After reading my last post — the one about the pigeon — Matt Westfall posted a comment, very reasonably asking what classical music might share the pigeon’s aesthetic world.
It was fun thinking about that. Here are a few thoughts. I’d be happy to hear more. Mine seem fairly obvious, at least to me. No need to stick to pieces as famous as most of these.
- Steve Reich, Clapping Music
- John Adams, Chamber Symphony (plus many others)
- John Cage, Sonatas and Interludes for Prepared Piano, 4’33”
- Debussy, Afternoon of a Faun, Petite Suite, more
- Boulez, Sur incise
- Ravel, Concerto for the Left Hand (and much more)
- Varese, Ionisation
- Stravinsky, Octet, Apollo, Violin Concerto, Concerto in D (so many others; and Matt, the Concerto in D is the piece I mistakenly called Serenade in D in my answer to your comment)

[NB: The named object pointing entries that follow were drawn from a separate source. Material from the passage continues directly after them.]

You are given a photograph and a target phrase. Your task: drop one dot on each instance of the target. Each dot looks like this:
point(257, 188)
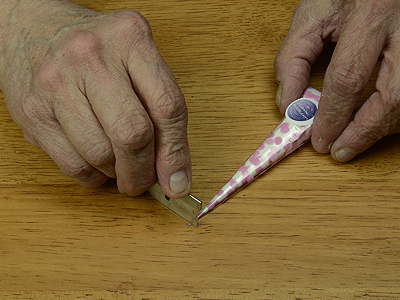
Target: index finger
point(356, 54)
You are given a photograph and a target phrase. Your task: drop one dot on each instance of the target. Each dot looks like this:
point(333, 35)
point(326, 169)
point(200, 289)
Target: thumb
point(313, 22)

- Mozart, one of the violin concertos, if played by someone who improvises a lot of ornaments (and maybe adds a cadenza like the famous one by Gilles Apap, which you can watch on YouTube)
- Bartok, many pieces
- David Lang, Cheating, Lying, Sealing
- Many Michael Dougherty pieces — the Liberace piece, the Metropolis symphony, much more
- Stockhausen, Stimmung, Manta (not for everyone, but some will love these pieces)
- Beethoven, many pieces, if played without restraint
- lots of Shostakovich
- Schoenberg, Piano Suite Op. 25, and also the tiny Op. 19 piano pieces; Five Pieces for Orchestra; String Trio
- Bach, any of the Brandenburgs, any of the keyboard pieces
- Haydn symphonies — I’d pick the early middle ones, Nos. 22 to 55 or so.
- Webern, Piano Variations
And of course the list could be much longer.
Or listen to Q2, the internet radio station created by the music people at WNYC/WQXR. Mostly all new music, and just about anything they play would work on my playlist.